Perhaps efficiency is not “the prime objective of the First Amendment,” but he does not indicate what separate objective is better served by striking down this statute. Indeed, his bald pronouncement on enforcement difficulties is not supported by anything in the record and reflects an otherworldly ignorance of enforcement practices generally. Worse, his proposed alternative methods are costly and unreliable. They open up the police and the abortion clinic owners to legal challenges for overreaction in the particular case. They open the path for uneven enforcement. Perhaps only one Boston clinic has been subject to protestors, as the Chief Justice said, but if so, enforcing the statute will cause little or no dislocation at those clinics not mired in controversy. A common law tradition entrusts the choice of remedies to the sound discretion of trial judges. The same rule should apply to sensible statutory solutions. Massachusetts presented lots of evidence that a previous six-foot buffer zone offered no protection at all, yet the Chief Justice never explains why 35 feet is beyond the pale of reason.

Justice Scalia’s opinion is no better. Let’s assume that the Massachusetts law is content based. Why should a strict scrutiny standard apply here anyhow? Context matters. No one doubts that any statute allowing Republicans, but not Democrats, to give stump speeches in the park should be struck down. But in McCullen, such inequalities are not present. The activities of the abortion clinics’ speech are the lightning rod for protests. There is no system-wide imbalance in stopping abusive behavior that turns on the viewpoint of the critics. Rather, the greater the threat of force, the stronger the case for judicial intervention. We allow buffer zones around polling places, and around the Supreme Court, both far less tumultuous settings. Hence, they should be allowed here.

Simple Rules for a Complex World

It is tragi-comic that all nine Supreme Court justices have signed on to a set of ad hoc rules that can only make matters worse.

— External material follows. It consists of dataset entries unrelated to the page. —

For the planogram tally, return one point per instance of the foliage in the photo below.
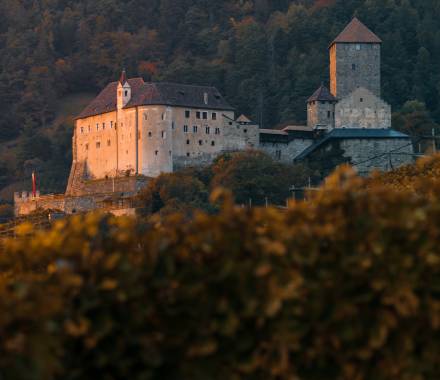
(251, 176)
(342, 287)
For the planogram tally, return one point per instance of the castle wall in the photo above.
(353, 66)
(362, 109)
(95, 140)
(283, 152)
(360, 151)
(320, 113)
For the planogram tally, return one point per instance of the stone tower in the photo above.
(321, 109)
(355, 61)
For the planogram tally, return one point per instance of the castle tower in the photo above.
(355, 61)
(321, 109)
(123, 91)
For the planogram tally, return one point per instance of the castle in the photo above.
(135, 130)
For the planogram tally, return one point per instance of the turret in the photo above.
(321, 109)
(123, 91)
(355, 61)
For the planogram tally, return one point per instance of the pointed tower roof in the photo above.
(322, 94)
(123, 78)
(356, 32)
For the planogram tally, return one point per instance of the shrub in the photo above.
(344, 286)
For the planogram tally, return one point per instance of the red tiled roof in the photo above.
(356, 32)
(322, 94)
(169, 94)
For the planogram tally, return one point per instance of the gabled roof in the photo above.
(168, 94)
(353, 133)
(356, 32)
(322, 94)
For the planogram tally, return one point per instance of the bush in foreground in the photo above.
(345, 287)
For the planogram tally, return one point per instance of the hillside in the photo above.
(265, 56)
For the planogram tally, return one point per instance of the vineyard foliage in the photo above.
(344, 286)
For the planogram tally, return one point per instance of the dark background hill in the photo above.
(265, 56)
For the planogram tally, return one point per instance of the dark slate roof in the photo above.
(169, 94)
(322, 94)
(353, 133)
(356, 32)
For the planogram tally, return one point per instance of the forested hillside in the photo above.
(265, 56)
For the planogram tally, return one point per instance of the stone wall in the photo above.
(362, 109)
(353, 66)
(361, 151)
(286, 152)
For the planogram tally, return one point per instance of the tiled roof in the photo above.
(354, 133)
(169, 94)
(322, 94)
(356, 32)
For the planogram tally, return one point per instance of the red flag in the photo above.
(34, 184)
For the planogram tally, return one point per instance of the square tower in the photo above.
(355, 61)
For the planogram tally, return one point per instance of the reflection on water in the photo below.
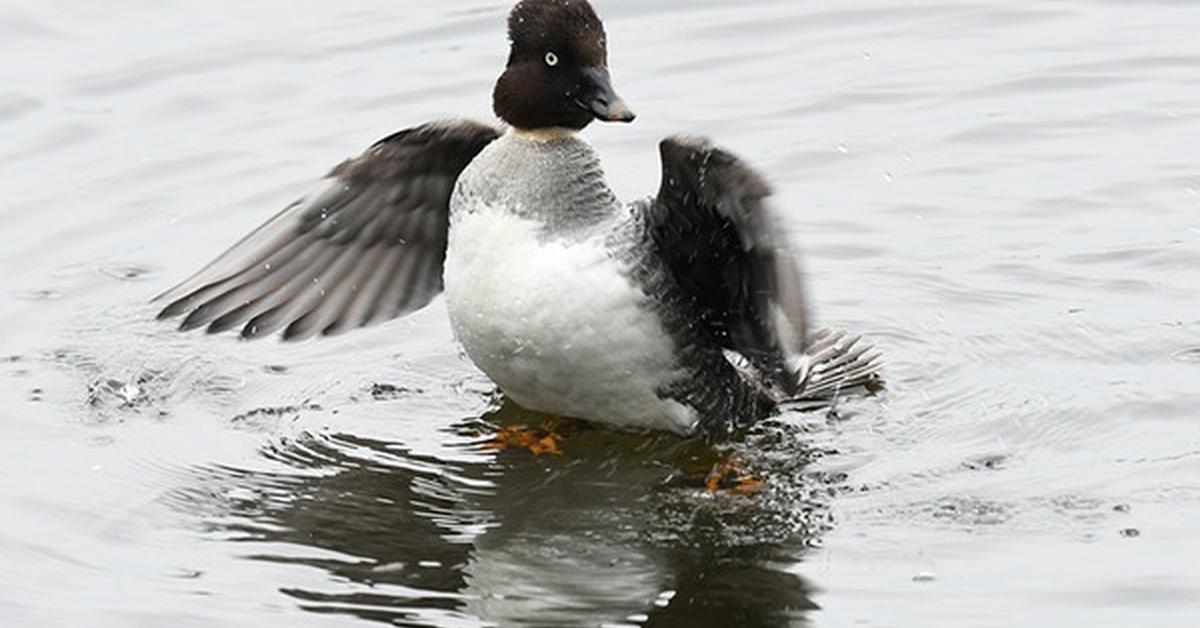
(1006, 197)
(617, 526)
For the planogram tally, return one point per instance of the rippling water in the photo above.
(1006, 196)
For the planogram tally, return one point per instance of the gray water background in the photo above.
(1006, 196)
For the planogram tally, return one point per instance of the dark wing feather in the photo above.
(367, 247)
(727, 253)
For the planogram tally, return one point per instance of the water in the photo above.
(1006, 196)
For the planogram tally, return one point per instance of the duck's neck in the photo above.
(552, 133)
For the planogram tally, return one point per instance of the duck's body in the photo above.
(679, 312)
(539, 288)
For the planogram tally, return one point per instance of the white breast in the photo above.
(557, 324)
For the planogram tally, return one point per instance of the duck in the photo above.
(683, 312)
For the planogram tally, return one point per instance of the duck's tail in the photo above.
(839, 363)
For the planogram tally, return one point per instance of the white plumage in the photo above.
(556, 323)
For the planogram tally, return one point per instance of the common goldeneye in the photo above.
(682, 312)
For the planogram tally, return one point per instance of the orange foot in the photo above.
(730, 476)
(543, 440)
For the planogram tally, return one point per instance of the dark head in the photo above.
(558, 69)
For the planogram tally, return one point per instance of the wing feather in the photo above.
(365, 247)
(726, 251)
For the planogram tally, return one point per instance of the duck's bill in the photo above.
(601, 100)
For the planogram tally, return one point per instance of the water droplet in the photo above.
(1191, 356)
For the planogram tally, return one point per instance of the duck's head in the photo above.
(557, 76)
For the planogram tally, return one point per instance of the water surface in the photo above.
(1006, 197)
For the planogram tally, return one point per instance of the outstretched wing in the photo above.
(367, 247)
(727, 253)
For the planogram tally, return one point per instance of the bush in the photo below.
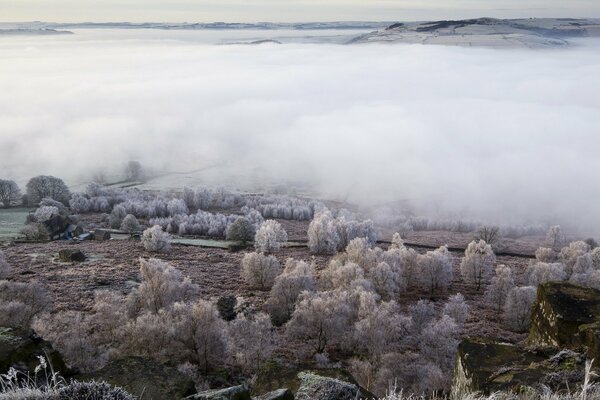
(259, 270)
(130, 224)
(269, 237)
(476, 266)
(517, 309)
(43, 186)
(10, 194)
(155, 240)
(296, 278)
(5, 268)
(20, 302)
(241, 230)
(502, 283)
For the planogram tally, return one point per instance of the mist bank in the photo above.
(508, 135)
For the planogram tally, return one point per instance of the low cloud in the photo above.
(510, 135)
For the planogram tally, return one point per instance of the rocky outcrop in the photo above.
(486, 366)
(564, 315)
(69, 255)
(276, 374)
(232, 393)
(141, 376)
(21, 350)
(315, 387)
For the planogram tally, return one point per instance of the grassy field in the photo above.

One constant misconception in modern constitutional law is that ceaseless balancing somehow serves the interests of justice better than clear rules. As I have long argued, that is not true as a general matter. The proper approach starts with, for example, clear traffic rules that can be modified in the few cases where the violation of the rules by one party forces the other to improvise a response under pressure. The advantage of this two-stage approach is that it largely relies on clear rules that are cheap to administer, and easily known to all parties. The nasty refinements affect only a small subset of cases. The virtue of this two-step approach matters as much for speech as for driving. The Constitution does not require courts to abandon sensible rules for the creation and enforcement of legal rights and duties. The wrong outcome in McCullen shows the practical damage of an intellectualized approach that puts misplaced sophistication over common sense.